Tiempo de revoluciones

Resulta bastante difícil saber qué hay que admirar más, si la desfachatez de los americanos pretendiendo que otros asuman el coste de lo que ellos han destruido o el cinismo de Rusia, Francia o Alemania que, después de tantos tiras y aflojas, terminan por dar su aquiescencia en la ONU a una resolución que legitima, si no la invasión, sí la ocupación de Irak, al tiempo que ellos se niegan a colaborar en la reconstrucción. No aportarán ni dinero ni soldados. Votan que sí, pero que sean otros los que corran con los gastos.

España sí correrá con los gastos, porque en esta nueva edición del por el Imperio hacia Dios en la que nos movemos, y arrastrados por la megalomanía de creernos una potencia de primer orden, estamos dispuestos a meternos en todos los charcos que otros más astutos evitan. Enviamos a nuestros soldados a que participen en una ocupación injusta y destinamos cerca de 50.000 millones de pesetas del presupuesto a reconstruir lo que antes hemos colaborado a destruir. Todo ello tampoco va a salirle gratis al contribuyente español, además de conseguir el honor de pasar a engrosar la lista de objetivos de Bin Laden.

En realidad, no hay motivo para sorprenderse por la resolución aprobada por la ONU. Sólo los ingenuos pueden pensar que el Consejo de Seguridad se mueve por motivos distintos que los de apoyar los intereses de los poderosos. Los partidarios de la guerra se encargaron de recordárnoslo cuando el Consejo de Seguridad se negaba a sancionar la invasión. El derecho de veto y la existencia de socios permanentes transforma las decisiones en una mascarada. Israel puede, con total impunidad, practicar el terrorismo de Estado más execrable. Jamás será condenado por la ONU gracias al veto de EEUU.

La tan cacareada comunidad internacional y su pretendida legalidad constituyen tan sólo una parodia, una comedia bien urdida que intenta ocultar que el orden establecido es el impuesto por la ley del más fuerte. Los votos se compran y ninguna otra potencia va a enfrentarse a fondo con el imperio.
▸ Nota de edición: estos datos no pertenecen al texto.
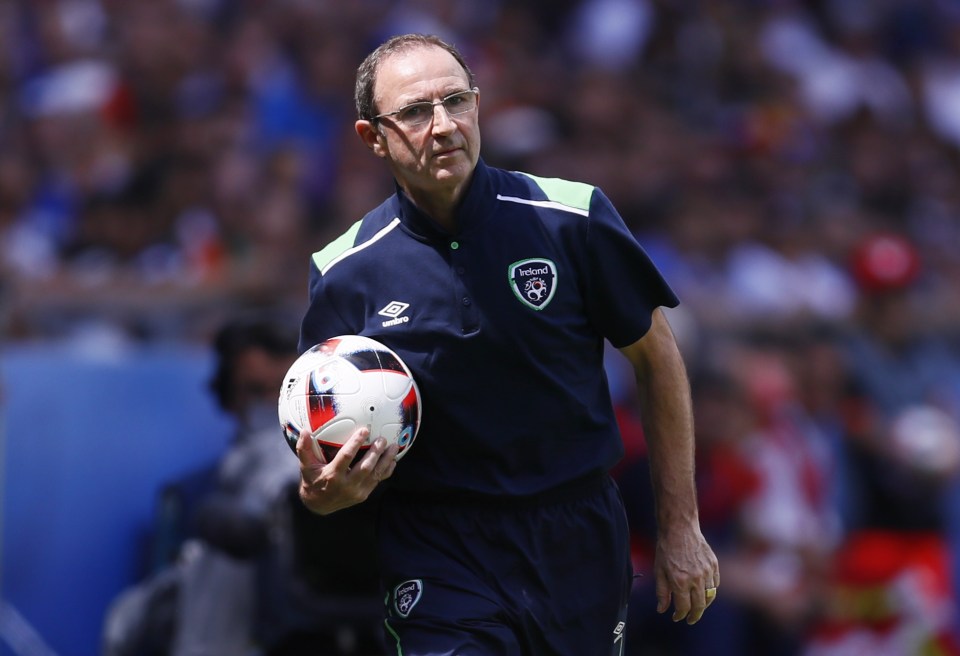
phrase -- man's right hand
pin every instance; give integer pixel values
(326, 487)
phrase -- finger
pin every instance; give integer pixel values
(348, 452)
(386, 463)
(306, 451)
(663, 593)
(681, 606)
(700, 602)
(710, 595)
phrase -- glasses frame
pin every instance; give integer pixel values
(432, 104)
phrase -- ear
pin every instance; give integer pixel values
(371, 137)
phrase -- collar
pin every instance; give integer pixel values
(476, 205)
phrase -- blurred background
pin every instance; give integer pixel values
(792, 167)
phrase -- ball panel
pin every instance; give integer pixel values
(346, 382)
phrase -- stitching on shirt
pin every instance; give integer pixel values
(359, 247)
(550, 204)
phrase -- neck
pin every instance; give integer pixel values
(441, 206)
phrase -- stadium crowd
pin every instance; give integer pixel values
(791, 166)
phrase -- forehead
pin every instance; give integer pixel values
(418, 73)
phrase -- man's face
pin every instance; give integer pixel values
(440, 154)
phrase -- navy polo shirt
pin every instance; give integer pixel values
(502, 325)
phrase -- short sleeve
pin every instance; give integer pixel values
(624, 285)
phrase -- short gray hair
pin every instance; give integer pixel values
(367, 72)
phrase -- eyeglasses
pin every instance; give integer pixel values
(419, 114)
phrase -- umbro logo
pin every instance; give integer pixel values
(393, 310)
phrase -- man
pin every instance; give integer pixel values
(500, 532)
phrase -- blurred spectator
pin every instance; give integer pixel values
(251, 575)
(891, 583)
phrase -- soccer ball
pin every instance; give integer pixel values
(346, 383)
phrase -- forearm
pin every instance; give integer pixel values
(668, 427)
(667, 415)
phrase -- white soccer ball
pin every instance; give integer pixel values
(346, 383)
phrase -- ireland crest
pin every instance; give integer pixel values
(533, 281)
(406, 595)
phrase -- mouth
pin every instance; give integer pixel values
(446, 152)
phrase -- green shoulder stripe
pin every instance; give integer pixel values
(337, 247)
(565, 192)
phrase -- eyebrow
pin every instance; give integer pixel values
(446, 94)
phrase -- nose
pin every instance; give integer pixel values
(442, 123)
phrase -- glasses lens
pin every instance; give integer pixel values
(415, 114)
(460, 103)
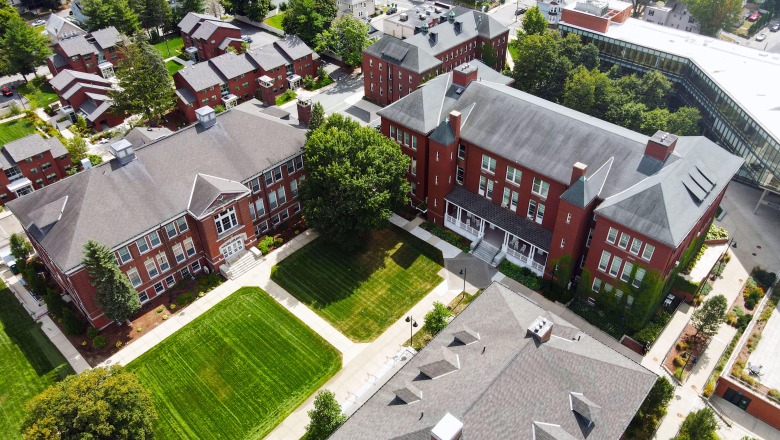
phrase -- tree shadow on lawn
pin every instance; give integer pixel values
(28, 336)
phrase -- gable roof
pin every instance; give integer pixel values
(104, 202)
(507, 384)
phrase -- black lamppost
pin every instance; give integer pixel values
(412, 324)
La única limitación proviene, como ha ocurrido siempre a lo largo de la historia, de los desesperados. ¿Puede extrañarnos acaso que el odio y el rencor se vayan acumulando en las sociedades islámicas frente a todo lo occidental? ¿Es posible que nos sorprenda que surjan por aquí y por allá movimientos de resistencia dispuestos a emplear todos los medios a su alcance para vengarse de los miles de agravios y atropellos que consideran que se les están infligiendo? ¿Podemos imaginar la cantidad de odio que se necesita para convertirse en terrorista suicida y superar el instinto más fuerte de todo ser viviente, el de su propia supervivencia? ¿Alguien les podrá reprochar quizá que los métodos no sean demasiado limpios?

Las revoluciones nunca son pulcras. Mientras el mundo islámico practica el terrorismo, que en los momentos actuales se está convirtiendo en una nueva forma de revolución, Bolivia ha encarado una revolución de corte clásico. Bolivia que como afirman los bolivianos está tan cerca del cielo y tan olvidada de Dios, con dos tercios de sus habitantes en la miseria y unos pocos criollos dilapidando los recursos nacionales. La revolución se dirigía en primera instancia contra Sánchez de Lozada, pero en segunda instancia contra Estados Unidos del que el primero constituía un simple títere. La chispa saltó con la exportación de gas a California. Pero detrás estaba la estrategia de Bush contra los cocaleros, la incorporación sin condiciones a la zona de libre comercio de las Américas y los ajustes de prescritos por el FMI. La política del Fondo ha generado más revoluciones que cualquier teoría marxista.

El cinco por ciento de la población, los satisfechos, podrán imponer su orden y su política al resto, lo que difícilmente van a conseguir es que el resto lo acepte de forma pacífica. Cuando se condena a la opresión y a la miseria a gran parte de la humanidad, el orden instaurado puede ser todo menos estable y la violencia, de una u otra forma, siempre estará presente.